The existing knowledge of the link between psychological resources of self-esteem, mastery and sense of coherence in adolescence and LMP in early adulthood is sparse. Given the nature and existing knowledge of the harmonious facilitating capabilities of these psychological resources, they ensure potential in advancing LMP in early adulthood. The present study seeks to investigate the associations between self-esteem, sense of coherence or mastery at age 15 and 18 and LMP in early adulthood at age 25–29. Furthermore, the study aims to investigate a potential gender difference in the associations between these psychological resources and LMP.

Methods

Study population

The study population was derived from the West Jutland Cohort study, which is a project focusing on studying and exploring different aspects of inequalities and social disparities on general health and well-being in a life course perspective [39]. The West Jutland Cohort is a follow-up study of 3681 individuals, who were born in 1989 and living in the western part of Jutland, Denmark in 2004 [11, 40]. The recruitment took place at the schools within the county of Ringkjoebing, subsequently the children who were not at school received the questionnaire by mail. From the original source population (n = 3681), 3054 (83%) adolescents (age 15) participated in filling out the baseline questionnaire in 2004 [40]. A follow-up questionnaire was distributed by postal service and mail in 2007 when the adolescents were 18 years old. The follow-up resulted in 2181 participants (71% of the initial study population). However, since the follow-up questionnaire was distributed to all 3681 individuals from the source population, 219 new respondents participated. The final study population for the present study included baseline participants with questionnaire information on psychological resources at age 15 or 15 and 18 with register information on LMP in the period between the age of 25–29 (n = 2982). The number of responders at age 15 (n = 2982) was reduced due to loss to follow-up by (n = 809), leaving the following number of responders at age 18 (n = 2173). The broad research perspective of the West Jutland Cohort study, together with the longitudinal data, makes it suitable for investigating how different psychological resources are associated with LMP and at the same time adjust for potential confounders.

Outcome

The information of the outcome for the present study was obtained from the Danish Register for Evaluation and Marginalization (DREAM) [41]. The DREAM register includes information on social benefits such as unemployment benefits, sickness benefits and disability benefits on a weekly basis on all Danish citizens. Information about social benefits for a 204-week period was collected from 1st of January 2015 to 2nd of December 2018, when the participants were 25–29 years old. For all participants, weeks not receiving any benefits at all, or receiving maternity leave benefits, state educational benefits or supplementary unemployment benefits were classified as “active LMP”. On the contrary weeks of labour market exclusion receiving all other kinds of social benefits were classified as “passive LMP”. Based on the total number of weeks with passive LMP during the 4 years period, participants were dichotomized into ‘Low LMP’ if they had received ≥12 months of passive LMP or ‘High LMP’ if they had received < 12 months of passive LMP. The DREAM-register provided outcome information on all participants from 2004 and 2007.

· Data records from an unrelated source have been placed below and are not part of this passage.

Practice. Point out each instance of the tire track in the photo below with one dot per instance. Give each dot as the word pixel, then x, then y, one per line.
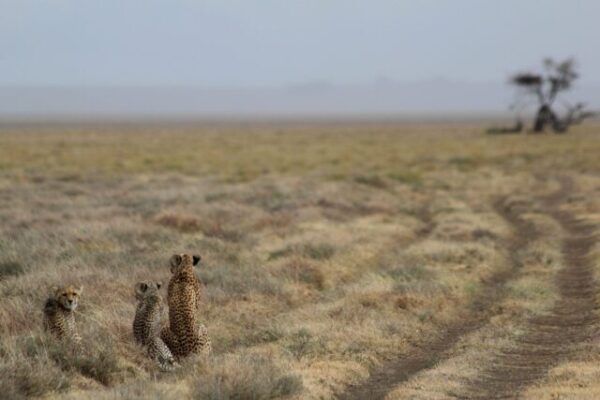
pixel 478 313
pixel 548 339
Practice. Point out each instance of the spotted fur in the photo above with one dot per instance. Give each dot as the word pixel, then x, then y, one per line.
pixel 147 324
pixel 59 318
pixel 185 335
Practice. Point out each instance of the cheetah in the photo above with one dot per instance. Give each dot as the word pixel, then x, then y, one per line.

The register information was merged with questionnaire data by the Danish CPR-number which every Danish inhabitant possesses [42].

Exposure variables

In the present study, psychological resources were measured as the theoretical concepts of self-esteem, mastery and sense of coherence. Information on these resources was obtained through questionnaire data in 2004 (age 15) and 2007 (age 18). The three variables were collected through subscales of earlier validated questionnaires; sense of coherence (Antonovsky’s sense of coherence scale) [43], personal mastery (Pearlin & Schooler) [44] and self-esteem (Rosenberg’s Self-esteem scale) [45]. The full scales were not included for sense of coherence and self-esteem. The included scales are described in Table 1.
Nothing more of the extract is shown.